— Нехрен ко мне вязаться! Можно подумать, ты сам не пересрался!
А Витёк:
— Да пшёл ты со своей правдой! Молодец, ёпт, объяснил ушастым, что у нас человека могут заживо сожрать в экспериментальном порядке. Ошизеть, что они теперь о Земле думают. Врубился, нет?
— А что, — говорю, — не правда?
У Витьки аж щека дёрнулась. И он как рявкнет:
— Да конечно правда! Господи, Боже ты мой, как же ушастые жили-то до сих пор без этой правды?! Кишки у нас интересно устроены, понимаешь? И бабы детей носят не снаружи, а внутри — вот обалдеть! И шкура, вот, голая — тем мы от них и отличаемся! И хватит пока! Или ещё что-нибудь расскажем? Что у нас и жрут, и режут, и медуз кормят, и баб насилуют, и атомная бомба, чего там?! Слишком вольно живётся, да, салага? Сбегай, расскажи им, расскажи! Они про твой нож забыли — ты напомни, ты им подробно объясни, что у нас делают такими ножиками, гопник хренов! Пусть нас в клетку запрут, а ключ выкинут!
— Я, вроде, ничего такого… — говорю. Даже растерялся.
И Витёк — зверем:
— Вот и молчи! Заткни хлебало и молчи, пока не спросят, раз не соображаешь ни хрена!
Тёмка говорит:
— Ты впрямь думаешь, что они могут полностью пересмотреть отношение к нам, Витя?
А Витёк только вздохнул и лоб потёр. Типа устал.
— Как нефиг, — говорит. — Как два пальца об асфальт. Так что вы погодите пока с этой… с правдой. Успеете. Мне надо кое с кем перетереть и подумать.
А с кем — не сказал.
Но не с нами и не с Цвиком даже. Просто ушёл и всё.

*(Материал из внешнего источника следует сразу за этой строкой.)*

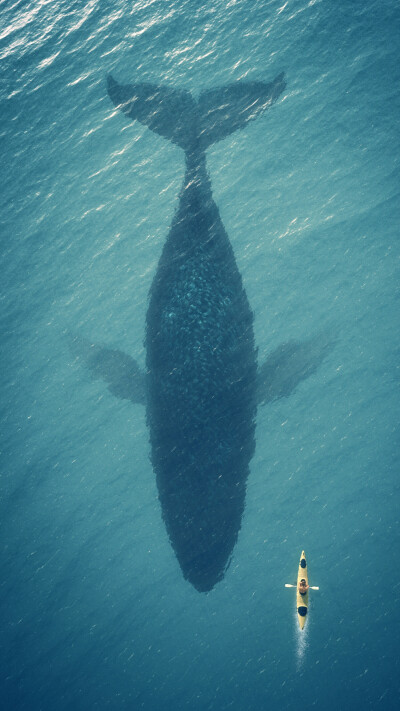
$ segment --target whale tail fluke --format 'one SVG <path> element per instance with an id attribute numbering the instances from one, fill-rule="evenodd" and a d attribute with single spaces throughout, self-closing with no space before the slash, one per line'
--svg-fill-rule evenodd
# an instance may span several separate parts
<path id="1" fill-rule="evenodd" d="M 198 110 L 203 150 L 234 133 L 271 106 L 286 86 L 281 72 L 270 83 L 237 81 L 200 94 Z"/>
<path id="2" fill-rule="evenodd" d="M 272 82 L 238 81 L 200 94 L 156 84 L 118 84 L 109 75 L 111 101 L 132 120 L 172 141 L 186 152 L 205 151 L 243 128 L 271 106 L 286 86 L 282 72 Z"/>

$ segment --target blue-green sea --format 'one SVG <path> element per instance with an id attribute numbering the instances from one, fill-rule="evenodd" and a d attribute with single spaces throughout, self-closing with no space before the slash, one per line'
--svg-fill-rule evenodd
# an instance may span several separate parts
<path id="1" fill-rule="evenodd" d="M 399 708 L 399 37 L 396 0 L 0 2 L 4 711 Z M 282 71 L 207 169 L 260 366 L 330 347 L 258 407 L 232 559 L 199 593 L 145 408 L 71 349 L 145 368 L 184 176 L 106 77 L 196 98 Z M 302 550 L 320 589 L 300 633 Z"/>

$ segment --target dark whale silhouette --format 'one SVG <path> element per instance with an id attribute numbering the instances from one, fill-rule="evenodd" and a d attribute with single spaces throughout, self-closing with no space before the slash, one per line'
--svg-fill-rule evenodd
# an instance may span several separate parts
<path id="1" fill-rule="evenodd" d="M 288 395 L 325 356 L 320 349 L 307 360 L 304 345 L 292 342 L 257 371 L 253 314 L 206 170 L 206 149 L 284 87 L 279 74 L 195 101 L 187 91 L 108 77 L 110 98 L 127 117 L 183 148 L 186 172 L 150 290 L 146 374 L 119 351 L 82 339 L 75 346 L 113 394 L 146 403 L 163 519 L 184 577 L 201 592 L 222 579 L 241 527 L 257 400 Z M 301 370 L 288 368 L 300 352 Z"/>

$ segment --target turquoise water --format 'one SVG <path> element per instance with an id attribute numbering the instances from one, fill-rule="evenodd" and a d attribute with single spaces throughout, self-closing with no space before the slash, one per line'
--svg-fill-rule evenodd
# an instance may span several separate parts
<path id="1" fill-rule="evenodd" d="M 1 698 L 10 709 L 398 705 L 397 3 L 54 0 L 0 5 Z M 183 579 L 145 410 L 71 354 L 144 367 L 148 292 L 183 152 L 106 92 L 286 73 L 207 152 L 260 365 L 334 346 L 258 409 L 231 565 Z M 304 549 L 306 632 L 294 611 Z"/>

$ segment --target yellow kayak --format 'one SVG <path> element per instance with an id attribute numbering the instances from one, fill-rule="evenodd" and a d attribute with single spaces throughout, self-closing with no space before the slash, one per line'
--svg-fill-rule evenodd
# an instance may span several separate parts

Трындец, какой независимый и таинственный.
Вигдор
И вся беда — в том, что поговорить, считай, что не с кем.
Вернее, я пораскинул мозгами и решил: можно перетирать только с Артиком. С Калюжным, с мудачиной, разговаривать — только время терять, а Диньке я в этих вопросах не очень верил.
Потому что Динька своему Цвику чересчур доверял. Они плотно так скорешились, всё вместе да вместе. Ягоды ходили собирать в сад, чего-то там помогали на фабрике-кухне. Цвик Диньку учил паука кормить слюной с пальца. А раз человек скорешился с инопланетянином — тут ясно, сложно его заткнуть. Ему захочется потрындеть с приятелем.
Тем более — он совсем лошок, Динька, хоть и талант в своём роде. Развесистый такой, доверчивый.
Я понимаю, что Цвик-то от него недалеко ушёл — но эти два дурака могут ведь и дров наломать. Запросто. Сказали не то, не тому…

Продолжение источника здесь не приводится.